"Truly you will go down in history as a great statesman because of this, Mr. President," Lord Lyons replied, almost limp with relief that Lincoln had chosen to see reason-with Americans, you never could tell ahead of time. "And in time, the United States and the Confederate States, still having between them a common language and much common history, shall take their full and rightful places in the world, a pair of sturdy brothers."

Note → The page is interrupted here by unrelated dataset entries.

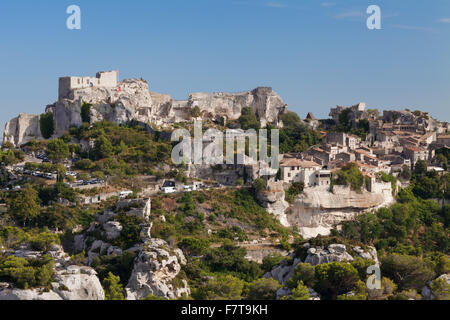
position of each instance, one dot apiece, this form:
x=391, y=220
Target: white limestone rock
x=273, y=200
x=317, y=211
x=112, y=229
x=154, y=270
x=335, y=252
x=22, y=129
x=70, y=282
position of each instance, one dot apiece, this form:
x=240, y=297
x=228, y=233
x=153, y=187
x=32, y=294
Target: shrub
x=223, y=287
x=350, y=175
x=408, y=272
x=259, y=185
x=271, y=261
x=231, y=259
x=303, y=272
x=440, y=289
x=57, y=150
x=248, y=119
x=86, y=112
x=263, y=289
x=294, y=190
x=194, y=246
x=335, y=278
x=113, y=288
x=84, y=164
x=27, y=273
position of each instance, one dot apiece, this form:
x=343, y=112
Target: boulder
x=316, y=211
x=335, y=252
x=154, y=272
x=70, y=282
x=272, y=199
x=112, y=229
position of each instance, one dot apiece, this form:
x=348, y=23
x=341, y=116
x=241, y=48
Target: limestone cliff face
x=316, y=211
x=132, y=100
x=70, y=281
x=22, y=129
x=273, y=200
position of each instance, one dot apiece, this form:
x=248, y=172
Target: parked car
x=168, y=190
x=124, y=194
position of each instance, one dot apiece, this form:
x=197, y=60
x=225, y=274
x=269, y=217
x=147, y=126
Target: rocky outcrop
x=316, y=211
x=22, y=129
x=334, y=253
x=70, y=282
x=272, y=199
x=157, y=266
x=427, y=293
x=156, y=272
x=131, y=100
x=318, y=255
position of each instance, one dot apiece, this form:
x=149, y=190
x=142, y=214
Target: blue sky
x=315, y=54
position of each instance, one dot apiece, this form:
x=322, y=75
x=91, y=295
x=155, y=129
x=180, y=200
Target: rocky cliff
x=70, y=281
x=157, y=265
x=316, y=211
x=132, y=100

Lincoln shook his head. "Your Excellency, with all due respect to you, I have to doubt that. The citizens of the United States want the Federal Union preserved. No matter what the Rebels did to us, we would fight on against them-if England and France weren't sticking their oar in."

"My government seeks only to bring about a just peace, recognizing the rights of both sides in this dispute," the British minister answered.

"Yes, you would say that, wouldn't you, Lord Lyons?" Lincoln said, freighting the title with a stinging load of contempt. "All the lords and sirs and dukes and earls in London and Paris must be cheering the Rebels on, laughing themselves sick to see our great democracy ground into the dirt."

"That strikes me as unfair, Mr. President," Lord Lyons said, though it wasn't altogether unfair: a large number of British aristocrats were doing exactly as Lincoln had described, seeing in the defeat of the United States a salutary warning to the lower classes in the British Isles. But he put the case as best he could: "The Duke of Argyll, for instance, sir, is among the warmest friends the United States have in England today, and many other leaders by right of birth concur in his opinions."

"Isn't that nice of 'em?" Lincoln said, his back-country accent growing stronger with his agitation. "Fact of the matter is, though, that most of your high and mighty want us cut down to size, and they're glad to see the Rebels do it. They reckon a slaveocracy's better'n no ocracy at all, isn't that right?"